Rodzice czasem nie rozumieją, że jeśli powiedzą dziecku: Jesteś leniwe, to ono, w okresie poszukiwania swojej tożsamości będzie w to bardzo wierzyć. Dzieci nie wiedzą, jakie są, szukają różnych dowodów na to, jakie mają cechy.
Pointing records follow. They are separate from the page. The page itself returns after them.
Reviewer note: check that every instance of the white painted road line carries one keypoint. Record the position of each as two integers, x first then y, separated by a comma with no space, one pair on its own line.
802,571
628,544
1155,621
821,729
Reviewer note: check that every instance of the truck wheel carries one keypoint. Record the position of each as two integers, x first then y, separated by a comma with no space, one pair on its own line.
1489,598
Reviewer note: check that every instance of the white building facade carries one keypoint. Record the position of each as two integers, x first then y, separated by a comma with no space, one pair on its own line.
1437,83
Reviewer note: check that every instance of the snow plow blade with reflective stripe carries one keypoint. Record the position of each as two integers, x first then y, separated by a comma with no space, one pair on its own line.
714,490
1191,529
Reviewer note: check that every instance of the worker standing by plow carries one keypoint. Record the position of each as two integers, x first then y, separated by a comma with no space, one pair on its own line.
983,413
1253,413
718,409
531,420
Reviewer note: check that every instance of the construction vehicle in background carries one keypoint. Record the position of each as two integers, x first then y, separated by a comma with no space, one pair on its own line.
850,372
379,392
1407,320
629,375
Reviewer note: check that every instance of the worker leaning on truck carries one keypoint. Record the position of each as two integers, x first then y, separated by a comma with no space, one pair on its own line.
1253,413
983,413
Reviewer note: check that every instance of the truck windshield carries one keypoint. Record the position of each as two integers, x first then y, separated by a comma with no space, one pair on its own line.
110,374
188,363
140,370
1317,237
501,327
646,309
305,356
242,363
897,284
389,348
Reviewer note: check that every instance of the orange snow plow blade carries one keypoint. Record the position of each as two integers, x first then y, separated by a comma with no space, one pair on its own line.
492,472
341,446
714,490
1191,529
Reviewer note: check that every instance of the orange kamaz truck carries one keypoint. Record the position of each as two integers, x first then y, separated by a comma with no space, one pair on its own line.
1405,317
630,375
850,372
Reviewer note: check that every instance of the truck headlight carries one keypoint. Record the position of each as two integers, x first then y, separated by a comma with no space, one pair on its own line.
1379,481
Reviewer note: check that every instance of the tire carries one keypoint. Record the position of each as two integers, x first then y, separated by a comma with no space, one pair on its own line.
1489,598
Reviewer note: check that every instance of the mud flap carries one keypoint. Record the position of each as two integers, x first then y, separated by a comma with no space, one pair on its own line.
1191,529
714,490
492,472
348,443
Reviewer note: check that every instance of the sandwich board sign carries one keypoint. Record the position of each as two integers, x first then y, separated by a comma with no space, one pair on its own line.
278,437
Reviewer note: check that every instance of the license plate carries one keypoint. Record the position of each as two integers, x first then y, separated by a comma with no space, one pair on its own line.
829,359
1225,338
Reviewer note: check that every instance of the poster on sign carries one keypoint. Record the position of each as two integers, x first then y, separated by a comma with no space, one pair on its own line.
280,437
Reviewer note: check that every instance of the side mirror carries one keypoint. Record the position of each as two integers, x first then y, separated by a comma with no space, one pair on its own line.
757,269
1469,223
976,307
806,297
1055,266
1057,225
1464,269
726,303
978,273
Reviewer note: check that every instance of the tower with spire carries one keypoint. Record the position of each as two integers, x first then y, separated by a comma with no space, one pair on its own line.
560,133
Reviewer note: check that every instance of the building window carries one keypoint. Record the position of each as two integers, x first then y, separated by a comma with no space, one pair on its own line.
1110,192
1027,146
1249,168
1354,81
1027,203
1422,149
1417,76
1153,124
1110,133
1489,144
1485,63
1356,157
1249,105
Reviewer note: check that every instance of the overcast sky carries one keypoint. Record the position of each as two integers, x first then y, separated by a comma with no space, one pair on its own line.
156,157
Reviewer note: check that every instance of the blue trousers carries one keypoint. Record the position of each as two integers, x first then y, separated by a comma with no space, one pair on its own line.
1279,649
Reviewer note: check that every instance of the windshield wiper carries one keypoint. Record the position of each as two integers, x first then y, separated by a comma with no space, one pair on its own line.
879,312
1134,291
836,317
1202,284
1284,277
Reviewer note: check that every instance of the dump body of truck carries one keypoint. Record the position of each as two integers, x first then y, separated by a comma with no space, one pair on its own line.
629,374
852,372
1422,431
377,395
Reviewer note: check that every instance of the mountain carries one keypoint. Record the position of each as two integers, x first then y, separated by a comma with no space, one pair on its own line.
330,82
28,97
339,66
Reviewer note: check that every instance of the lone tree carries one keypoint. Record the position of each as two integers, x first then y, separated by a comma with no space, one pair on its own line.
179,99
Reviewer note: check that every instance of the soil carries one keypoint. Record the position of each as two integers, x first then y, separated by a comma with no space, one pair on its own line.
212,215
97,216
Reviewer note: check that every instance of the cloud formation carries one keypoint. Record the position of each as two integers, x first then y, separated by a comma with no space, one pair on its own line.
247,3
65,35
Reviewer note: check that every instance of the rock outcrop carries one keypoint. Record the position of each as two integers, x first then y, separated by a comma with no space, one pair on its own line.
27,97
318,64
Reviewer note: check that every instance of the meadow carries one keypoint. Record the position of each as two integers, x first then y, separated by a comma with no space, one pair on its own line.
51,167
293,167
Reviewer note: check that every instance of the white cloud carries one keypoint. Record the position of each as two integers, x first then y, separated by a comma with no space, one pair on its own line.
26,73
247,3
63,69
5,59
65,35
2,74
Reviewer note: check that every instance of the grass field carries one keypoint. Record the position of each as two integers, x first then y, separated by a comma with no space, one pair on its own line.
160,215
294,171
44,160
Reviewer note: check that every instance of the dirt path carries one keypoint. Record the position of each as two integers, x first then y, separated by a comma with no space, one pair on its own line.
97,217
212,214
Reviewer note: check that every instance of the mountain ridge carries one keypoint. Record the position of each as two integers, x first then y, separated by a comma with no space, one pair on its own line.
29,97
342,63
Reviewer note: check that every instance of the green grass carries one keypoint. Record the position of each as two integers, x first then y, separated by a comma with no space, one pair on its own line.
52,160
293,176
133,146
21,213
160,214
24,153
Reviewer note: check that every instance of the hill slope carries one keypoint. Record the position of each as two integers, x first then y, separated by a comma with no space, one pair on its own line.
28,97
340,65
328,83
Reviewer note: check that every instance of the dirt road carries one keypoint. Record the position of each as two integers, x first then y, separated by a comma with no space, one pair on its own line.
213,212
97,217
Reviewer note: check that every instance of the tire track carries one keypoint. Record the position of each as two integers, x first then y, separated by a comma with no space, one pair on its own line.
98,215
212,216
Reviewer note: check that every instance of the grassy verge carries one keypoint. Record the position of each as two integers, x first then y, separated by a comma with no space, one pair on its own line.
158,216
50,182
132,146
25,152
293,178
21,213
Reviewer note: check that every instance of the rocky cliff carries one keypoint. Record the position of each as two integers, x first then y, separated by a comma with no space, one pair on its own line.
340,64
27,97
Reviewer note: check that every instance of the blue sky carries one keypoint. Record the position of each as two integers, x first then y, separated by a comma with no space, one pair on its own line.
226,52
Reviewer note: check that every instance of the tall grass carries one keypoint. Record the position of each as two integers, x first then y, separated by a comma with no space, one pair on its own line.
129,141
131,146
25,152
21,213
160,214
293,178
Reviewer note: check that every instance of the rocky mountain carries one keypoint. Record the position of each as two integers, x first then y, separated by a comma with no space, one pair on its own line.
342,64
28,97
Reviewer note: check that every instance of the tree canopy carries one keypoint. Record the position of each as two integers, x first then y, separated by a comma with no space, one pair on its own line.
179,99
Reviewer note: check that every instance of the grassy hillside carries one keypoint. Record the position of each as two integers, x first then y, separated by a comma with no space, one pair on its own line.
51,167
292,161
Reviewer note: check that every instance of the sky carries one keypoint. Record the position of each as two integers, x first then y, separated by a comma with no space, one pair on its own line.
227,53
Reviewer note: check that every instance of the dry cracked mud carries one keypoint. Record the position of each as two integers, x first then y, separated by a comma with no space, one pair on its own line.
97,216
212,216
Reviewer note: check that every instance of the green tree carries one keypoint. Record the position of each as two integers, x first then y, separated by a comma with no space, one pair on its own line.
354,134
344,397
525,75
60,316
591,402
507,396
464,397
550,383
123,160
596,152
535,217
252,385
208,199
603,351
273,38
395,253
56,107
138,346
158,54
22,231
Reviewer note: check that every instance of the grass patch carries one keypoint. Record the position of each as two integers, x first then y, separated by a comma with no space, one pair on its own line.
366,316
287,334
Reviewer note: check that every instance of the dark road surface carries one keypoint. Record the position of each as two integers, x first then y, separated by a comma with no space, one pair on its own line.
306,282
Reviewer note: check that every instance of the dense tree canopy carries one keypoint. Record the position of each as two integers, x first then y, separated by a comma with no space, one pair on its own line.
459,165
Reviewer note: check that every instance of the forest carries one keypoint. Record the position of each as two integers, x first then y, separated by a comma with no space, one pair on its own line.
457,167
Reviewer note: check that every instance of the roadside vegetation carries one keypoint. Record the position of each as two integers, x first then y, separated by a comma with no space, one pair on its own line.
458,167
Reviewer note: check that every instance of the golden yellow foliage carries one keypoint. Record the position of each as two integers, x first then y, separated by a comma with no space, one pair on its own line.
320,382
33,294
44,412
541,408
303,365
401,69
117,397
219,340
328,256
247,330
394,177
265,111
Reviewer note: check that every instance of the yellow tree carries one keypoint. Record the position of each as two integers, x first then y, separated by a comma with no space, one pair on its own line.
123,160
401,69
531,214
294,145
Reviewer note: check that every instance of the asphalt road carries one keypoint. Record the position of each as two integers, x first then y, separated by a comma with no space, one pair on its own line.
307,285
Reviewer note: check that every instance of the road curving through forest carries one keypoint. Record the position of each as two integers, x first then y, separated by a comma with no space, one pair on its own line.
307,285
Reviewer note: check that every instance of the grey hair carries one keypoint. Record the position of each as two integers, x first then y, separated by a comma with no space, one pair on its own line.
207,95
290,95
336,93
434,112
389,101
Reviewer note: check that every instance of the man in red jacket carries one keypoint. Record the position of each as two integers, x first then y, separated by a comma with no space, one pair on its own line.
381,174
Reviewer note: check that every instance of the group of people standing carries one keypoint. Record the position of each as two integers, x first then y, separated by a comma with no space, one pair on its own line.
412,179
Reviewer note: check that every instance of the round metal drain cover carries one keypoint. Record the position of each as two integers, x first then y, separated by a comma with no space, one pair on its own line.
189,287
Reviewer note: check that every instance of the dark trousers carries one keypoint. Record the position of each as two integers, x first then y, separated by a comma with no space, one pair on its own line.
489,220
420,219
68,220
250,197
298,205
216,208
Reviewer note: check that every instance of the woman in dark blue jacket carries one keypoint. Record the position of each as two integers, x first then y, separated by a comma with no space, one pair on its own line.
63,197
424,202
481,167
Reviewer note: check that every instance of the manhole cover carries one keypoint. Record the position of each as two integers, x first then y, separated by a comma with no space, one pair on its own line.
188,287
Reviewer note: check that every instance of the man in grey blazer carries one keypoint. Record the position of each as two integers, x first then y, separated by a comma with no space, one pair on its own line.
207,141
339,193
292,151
I kiedy coś takiego usłyszą, możliwe, że będą latami o tym pamiętać, nosić jak brzemię.
Marta Szarejko porusza ze swymi rozmówcami szereg ważnych tematów: Jakie powinny być obowiązki każdego rodzica? Jaką wartość ma obecnie rodzina, podstawowa komórka społeczna? Czy winą za zaistniałą sytuację możemy obarczyć jedynie szpitale psychiatryczne? A co z placówkami wychowawczymi, poradniami psychologicznymi, szkołami czy lekarzami pierwszego kontaktu? Dlaczego dzieci nie szukają pomocy u dorosłych? Problem jest wielowymiarowy i głęboki, jednak by zacząć go rozwiązywać, musimy go zrozumieć. Stany ostre będą nam pomocą.